Today, families wait months for emergency shelter. Youth with mental health diagnoses are shuffled between fragmented systems. Police and hospitals are still the default response to what are fundamentally housing and health needs. And most critically, Black, Indigenous, People of Color with disabilities remain disproportionately impacted—overrepresented in institutional settings, underrepresented in leadership, and routinely denied access to culturally responsive care.
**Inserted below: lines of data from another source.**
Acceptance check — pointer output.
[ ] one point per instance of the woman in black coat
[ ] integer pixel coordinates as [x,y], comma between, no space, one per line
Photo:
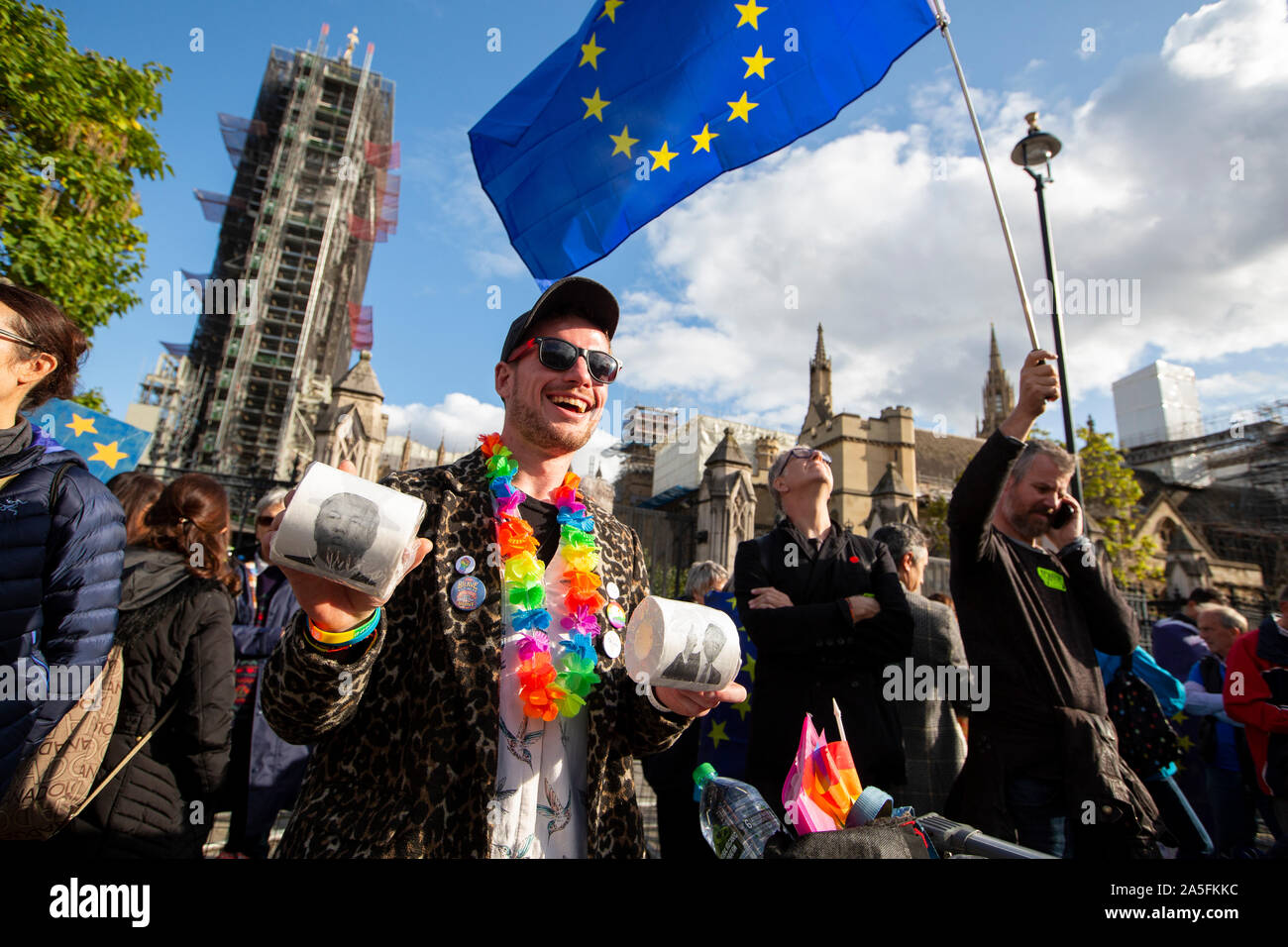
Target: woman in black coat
[175,629]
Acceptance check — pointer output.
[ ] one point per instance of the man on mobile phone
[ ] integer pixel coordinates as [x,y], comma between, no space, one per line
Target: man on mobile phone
[1042,763]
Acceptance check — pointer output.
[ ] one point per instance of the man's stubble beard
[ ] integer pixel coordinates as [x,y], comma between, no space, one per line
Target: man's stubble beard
[533,428]
[1026,522]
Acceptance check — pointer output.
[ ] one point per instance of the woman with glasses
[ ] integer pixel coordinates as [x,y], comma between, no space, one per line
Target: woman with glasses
[60,530]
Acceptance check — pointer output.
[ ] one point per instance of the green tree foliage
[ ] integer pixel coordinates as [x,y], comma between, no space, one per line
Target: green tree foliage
[1111,493]
[75,131]
[93,399]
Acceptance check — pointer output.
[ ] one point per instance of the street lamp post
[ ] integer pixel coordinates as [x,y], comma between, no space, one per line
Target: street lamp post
[1034,150]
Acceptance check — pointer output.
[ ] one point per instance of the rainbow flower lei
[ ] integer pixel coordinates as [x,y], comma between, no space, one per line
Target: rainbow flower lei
[545,689]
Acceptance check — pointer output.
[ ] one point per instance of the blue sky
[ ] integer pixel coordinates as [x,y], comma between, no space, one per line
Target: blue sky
[881,219]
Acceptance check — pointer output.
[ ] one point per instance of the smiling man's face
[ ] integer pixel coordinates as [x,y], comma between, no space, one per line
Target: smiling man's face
[554,411]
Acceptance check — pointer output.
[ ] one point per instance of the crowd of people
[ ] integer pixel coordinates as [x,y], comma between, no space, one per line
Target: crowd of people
[145,566]
[484,709]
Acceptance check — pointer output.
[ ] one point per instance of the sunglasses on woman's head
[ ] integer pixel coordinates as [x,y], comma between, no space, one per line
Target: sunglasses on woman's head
[806,453]
[7,334]
[561,355]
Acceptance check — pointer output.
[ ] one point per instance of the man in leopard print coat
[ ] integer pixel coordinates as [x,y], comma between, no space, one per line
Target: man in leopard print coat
[407,727]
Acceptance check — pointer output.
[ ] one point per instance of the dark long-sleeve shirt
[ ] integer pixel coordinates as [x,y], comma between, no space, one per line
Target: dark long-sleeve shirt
[1034,618]
[812,651]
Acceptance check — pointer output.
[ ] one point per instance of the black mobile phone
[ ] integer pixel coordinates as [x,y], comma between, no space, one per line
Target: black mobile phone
[1061,515]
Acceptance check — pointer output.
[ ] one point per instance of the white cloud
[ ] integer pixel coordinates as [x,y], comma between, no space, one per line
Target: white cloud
[1229,388]
[890,239]
[459,419]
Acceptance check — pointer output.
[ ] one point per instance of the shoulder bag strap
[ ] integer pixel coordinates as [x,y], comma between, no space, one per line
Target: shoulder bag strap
[121,766]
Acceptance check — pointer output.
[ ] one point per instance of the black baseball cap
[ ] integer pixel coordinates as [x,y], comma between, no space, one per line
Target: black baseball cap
[571,292]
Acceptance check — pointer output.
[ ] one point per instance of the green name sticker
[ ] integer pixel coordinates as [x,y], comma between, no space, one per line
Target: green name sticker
[1051,579]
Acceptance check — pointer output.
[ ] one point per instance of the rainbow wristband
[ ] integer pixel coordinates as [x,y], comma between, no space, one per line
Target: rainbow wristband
[343,639]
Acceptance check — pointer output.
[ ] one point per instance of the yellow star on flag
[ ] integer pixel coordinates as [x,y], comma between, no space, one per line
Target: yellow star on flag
[623,142]
[742,108]
[703,140]
[590,53]
[108,454]
[81,425]
[595,106]
[717,733]
[748,12]
[756,63]
[662,158]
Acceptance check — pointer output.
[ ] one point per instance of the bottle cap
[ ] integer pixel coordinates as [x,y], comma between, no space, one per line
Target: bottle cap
[703,775]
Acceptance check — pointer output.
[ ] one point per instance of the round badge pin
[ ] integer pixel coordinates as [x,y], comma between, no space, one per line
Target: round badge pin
[612,644]
[468,592]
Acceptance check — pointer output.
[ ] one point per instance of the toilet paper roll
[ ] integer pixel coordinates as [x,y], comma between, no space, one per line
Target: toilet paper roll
[682,644]
[348,530]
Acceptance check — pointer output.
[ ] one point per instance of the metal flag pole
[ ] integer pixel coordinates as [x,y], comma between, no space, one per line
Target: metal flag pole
[941,18]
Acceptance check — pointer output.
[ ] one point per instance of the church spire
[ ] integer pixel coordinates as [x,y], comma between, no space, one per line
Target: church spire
[819,352]
[819,384]
[999,394]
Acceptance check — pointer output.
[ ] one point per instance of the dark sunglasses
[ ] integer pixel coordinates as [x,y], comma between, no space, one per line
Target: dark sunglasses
[559,355]
[806,453]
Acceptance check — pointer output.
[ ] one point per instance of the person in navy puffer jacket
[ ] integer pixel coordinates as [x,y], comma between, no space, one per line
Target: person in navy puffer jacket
[59,564]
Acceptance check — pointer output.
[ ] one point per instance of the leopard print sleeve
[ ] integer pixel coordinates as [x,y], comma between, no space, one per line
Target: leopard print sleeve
[307,693]
[651,731]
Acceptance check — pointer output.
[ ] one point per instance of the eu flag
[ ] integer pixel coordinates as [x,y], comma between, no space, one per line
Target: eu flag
[651,101]
[107,445]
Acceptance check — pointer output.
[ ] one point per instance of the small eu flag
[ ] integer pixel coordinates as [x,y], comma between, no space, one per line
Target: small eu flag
[108,446]
[651,101]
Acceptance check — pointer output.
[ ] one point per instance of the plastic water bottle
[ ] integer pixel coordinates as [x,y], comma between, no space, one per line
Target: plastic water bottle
[735,819]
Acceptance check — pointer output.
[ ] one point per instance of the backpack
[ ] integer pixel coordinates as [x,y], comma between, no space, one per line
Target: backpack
[1145,738]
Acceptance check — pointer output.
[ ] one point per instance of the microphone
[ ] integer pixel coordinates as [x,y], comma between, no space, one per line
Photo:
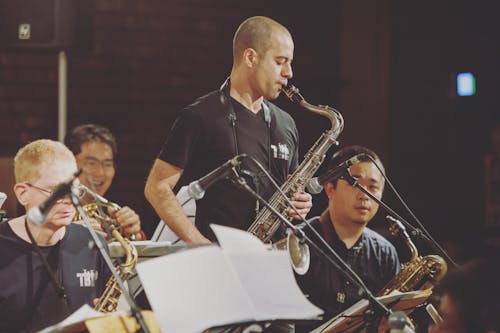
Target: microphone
[38,214]
[315,185]
[197,188]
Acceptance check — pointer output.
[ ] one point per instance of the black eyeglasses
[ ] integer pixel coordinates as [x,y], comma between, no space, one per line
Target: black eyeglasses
[49,192]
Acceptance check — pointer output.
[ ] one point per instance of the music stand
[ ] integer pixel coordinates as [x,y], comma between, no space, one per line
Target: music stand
[354,318]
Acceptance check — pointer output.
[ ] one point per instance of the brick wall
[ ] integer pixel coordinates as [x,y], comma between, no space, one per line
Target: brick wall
[147,60]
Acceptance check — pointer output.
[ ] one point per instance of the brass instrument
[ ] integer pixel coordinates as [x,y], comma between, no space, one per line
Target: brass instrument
[266,223]
[97,209]
[108,301]
[419,273]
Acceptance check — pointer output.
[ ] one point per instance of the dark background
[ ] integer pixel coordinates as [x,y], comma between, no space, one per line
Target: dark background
[388,66]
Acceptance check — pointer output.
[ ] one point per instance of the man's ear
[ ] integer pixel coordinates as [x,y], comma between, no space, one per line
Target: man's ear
[21,192]
[250,56]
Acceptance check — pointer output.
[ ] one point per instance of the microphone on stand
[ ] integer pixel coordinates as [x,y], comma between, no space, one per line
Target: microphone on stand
[38,214]
[315,185]
[196,189]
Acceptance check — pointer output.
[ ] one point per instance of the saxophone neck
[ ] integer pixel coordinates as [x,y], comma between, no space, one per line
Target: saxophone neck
[397,228]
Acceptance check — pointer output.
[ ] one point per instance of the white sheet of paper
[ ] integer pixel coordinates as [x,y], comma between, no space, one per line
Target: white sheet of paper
[269,281]
[83,313]
[194,290]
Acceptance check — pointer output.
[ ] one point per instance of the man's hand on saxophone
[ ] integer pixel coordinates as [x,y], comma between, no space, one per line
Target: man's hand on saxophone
[302,201]
[129,221]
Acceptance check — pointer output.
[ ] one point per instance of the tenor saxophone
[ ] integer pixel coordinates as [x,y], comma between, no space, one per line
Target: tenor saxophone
[266,223]
[419,273]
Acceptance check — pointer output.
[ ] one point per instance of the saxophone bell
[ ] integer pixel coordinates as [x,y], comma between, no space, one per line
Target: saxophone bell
[98,209]
[298,250]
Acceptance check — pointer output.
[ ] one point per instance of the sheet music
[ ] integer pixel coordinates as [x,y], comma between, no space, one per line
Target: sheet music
[193,290]
[77,317]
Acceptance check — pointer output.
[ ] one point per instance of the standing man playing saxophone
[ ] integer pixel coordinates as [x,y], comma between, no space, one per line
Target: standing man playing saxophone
[238,118]
[95,150]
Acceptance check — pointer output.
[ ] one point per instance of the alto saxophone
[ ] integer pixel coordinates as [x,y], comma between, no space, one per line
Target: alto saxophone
[419,273]
[95,208]
[266,223]
[108,301]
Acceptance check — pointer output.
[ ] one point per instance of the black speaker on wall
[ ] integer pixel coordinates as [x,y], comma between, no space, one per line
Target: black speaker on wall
[47,24]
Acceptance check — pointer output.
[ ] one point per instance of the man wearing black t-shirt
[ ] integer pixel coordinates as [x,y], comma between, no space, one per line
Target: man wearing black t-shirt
[46,271]
[238,118]
[344,226]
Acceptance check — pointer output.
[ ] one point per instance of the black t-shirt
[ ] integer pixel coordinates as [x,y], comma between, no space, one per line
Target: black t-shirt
[372,257]
[205,136]
[28,298]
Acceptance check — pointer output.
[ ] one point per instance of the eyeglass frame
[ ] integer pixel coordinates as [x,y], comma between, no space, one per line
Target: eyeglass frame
[101,163]
[44,190]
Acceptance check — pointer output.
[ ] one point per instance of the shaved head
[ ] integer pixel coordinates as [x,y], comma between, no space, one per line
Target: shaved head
[256,33]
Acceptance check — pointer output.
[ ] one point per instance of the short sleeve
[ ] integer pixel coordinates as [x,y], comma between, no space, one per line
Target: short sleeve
[182,139]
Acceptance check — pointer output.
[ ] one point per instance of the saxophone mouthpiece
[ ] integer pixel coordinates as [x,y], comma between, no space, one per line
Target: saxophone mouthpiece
[293,93]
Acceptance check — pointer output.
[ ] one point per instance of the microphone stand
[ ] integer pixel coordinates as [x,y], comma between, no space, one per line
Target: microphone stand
[353,181]
[133,307]
[376,307]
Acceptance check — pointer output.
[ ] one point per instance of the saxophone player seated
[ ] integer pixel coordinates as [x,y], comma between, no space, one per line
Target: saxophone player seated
[95,150]
[344,226]
[47,271]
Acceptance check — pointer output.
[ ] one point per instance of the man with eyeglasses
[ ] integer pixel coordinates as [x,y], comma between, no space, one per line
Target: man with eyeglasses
[95,150]
[46,271]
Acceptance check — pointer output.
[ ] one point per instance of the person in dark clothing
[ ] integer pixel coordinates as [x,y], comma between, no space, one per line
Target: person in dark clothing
[470,298]
[95,149]
[47,271]
[238,118]
[344,226]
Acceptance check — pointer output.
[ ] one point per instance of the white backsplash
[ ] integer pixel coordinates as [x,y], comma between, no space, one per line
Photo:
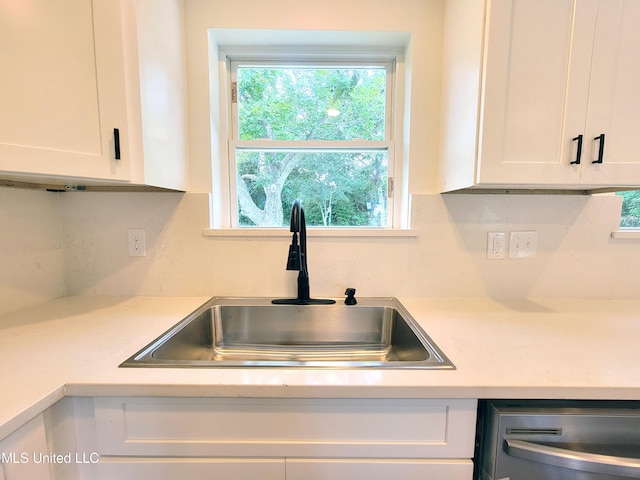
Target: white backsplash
[576,255]
[31,253]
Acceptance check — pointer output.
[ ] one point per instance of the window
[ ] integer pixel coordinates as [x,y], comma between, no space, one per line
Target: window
[630,217]
[316,130]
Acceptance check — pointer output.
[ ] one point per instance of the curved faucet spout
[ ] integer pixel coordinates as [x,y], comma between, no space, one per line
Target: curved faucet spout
[298,260]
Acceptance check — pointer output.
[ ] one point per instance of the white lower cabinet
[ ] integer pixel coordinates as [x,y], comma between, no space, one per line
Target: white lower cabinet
[24,453]
[378,469]
[292,438]
[185,469]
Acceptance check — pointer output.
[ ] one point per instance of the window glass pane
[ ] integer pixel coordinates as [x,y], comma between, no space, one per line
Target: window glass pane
[337,188]
[311,103]
[630,209]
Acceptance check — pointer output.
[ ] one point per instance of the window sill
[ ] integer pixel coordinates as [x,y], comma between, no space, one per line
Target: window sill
[311,232]
[626,234]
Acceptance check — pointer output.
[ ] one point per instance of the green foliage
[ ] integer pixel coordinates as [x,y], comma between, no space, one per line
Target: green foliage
[337,188]
[630,209]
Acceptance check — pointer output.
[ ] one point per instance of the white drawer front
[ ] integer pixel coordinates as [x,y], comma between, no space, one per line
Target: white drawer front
[382,469]
[286,427]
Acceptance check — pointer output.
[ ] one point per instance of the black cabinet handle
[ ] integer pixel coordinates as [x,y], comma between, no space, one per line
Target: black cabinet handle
[116,142]
[600,149]
[578,150]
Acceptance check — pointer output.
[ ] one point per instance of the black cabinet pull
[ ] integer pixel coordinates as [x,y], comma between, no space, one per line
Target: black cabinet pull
[116,142]
[600,149]
[578,150]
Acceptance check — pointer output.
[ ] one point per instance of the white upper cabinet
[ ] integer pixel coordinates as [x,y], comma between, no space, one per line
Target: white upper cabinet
[528,83]
[71,89]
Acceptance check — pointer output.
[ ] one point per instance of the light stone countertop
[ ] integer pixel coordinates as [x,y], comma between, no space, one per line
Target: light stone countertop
[552,348]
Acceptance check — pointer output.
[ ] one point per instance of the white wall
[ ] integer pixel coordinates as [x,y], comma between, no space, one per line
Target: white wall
[576,255]
[31,253]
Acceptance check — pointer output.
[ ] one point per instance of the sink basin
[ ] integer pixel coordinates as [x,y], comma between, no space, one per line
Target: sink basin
[252,332]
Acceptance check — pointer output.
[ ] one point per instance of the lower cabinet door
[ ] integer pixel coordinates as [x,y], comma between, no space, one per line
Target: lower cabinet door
[191,469]
[382,469]
[25,454]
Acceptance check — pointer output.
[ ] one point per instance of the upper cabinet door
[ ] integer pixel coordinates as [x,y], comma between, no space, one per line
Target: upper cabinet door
[62,89]
[614,97]
[536,80]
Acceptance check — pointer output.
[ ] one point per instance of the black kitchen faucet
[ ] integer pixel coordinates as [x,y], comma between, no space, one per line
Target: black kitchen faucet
[298,261]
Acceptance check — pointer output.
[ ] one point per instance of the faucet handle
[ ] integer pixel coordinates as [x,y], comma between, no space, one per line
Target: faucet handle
[351,296]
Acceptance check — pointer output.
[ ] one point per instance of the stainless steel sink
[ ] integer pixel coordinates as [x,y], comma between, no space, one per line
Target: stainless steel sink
[251,332]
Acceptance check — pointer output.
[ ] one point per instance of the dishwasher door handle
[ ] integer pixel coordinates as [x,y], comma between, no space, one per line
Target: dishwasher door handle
[581,461]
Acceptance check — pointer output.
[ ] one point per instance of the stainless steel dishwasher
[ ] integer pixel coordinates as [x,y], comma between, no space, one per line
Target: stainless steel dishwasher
[567,440]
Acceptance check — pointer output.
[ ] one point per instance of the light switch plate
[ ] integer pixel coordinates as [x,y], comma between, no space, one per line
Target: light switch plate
[496,245]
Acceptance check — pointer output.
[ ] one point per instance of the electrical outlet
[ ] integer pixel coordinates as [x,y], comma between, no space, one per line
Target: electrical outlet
[136,240]
[496,245]
[523,244]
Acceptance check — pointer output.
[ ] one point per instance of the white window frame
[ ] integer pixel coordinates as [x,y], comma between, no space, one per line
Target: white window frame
[388,57]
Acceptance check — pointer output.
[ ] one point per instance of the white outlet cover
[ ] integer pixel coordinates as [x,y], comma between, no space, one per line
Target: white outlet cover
[523,244]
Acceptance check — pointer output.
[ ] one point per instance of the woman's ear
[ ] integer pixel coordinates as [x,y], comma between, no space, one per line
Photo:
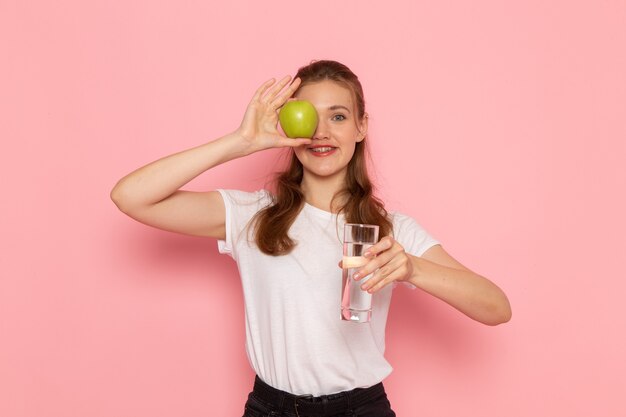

As former chair of the Keep the Promise (KTP) Coalition and past president of the National Alliance on Mental Illness (NAMI) Connecticut, I’ve spent decades working alongside families, youth, and providers who were told the money would follow the person. Instead, it vanished into bureaucratic silos and short-term fixes. The systems we were promised—trauma-informed, inclusive, and community-rooted—have become reactive, exclusionary, and retraumatizing.

This isn’t just a policy failure. It’s a moral one.

The recent federal executive order encouraging expanded civil commitment and criminalization of homelessness only deepens the crisis. Threats to Medicaid and Medicare also reverse decades of advocacy and evidence-based practice. It ignores the lived realities of those most affected. And it sends a chilling message: that institutionalization is easier than investing in people.

But we know better. We know that housing is healthcare. That culturally responsive, community-based services save lives. That youth and families thrive when systems are built around their strengths—not their diagnoses.

Connecticut must reckon with its broken promise. We need transparency about where those funds went. We need reinvestment in housing, peer support, and wraparound services. And we need to center the voices of those most impacted—especially communities of Black, Indigenous, People of Color with disabilities—in every decision moving forward.

The money was supposed to follow the person. It didn’t. It’s time to make good on that promise.

Doris Maldonado Mendez is a member of the Connecticut Mirror’s Community Editorial Board.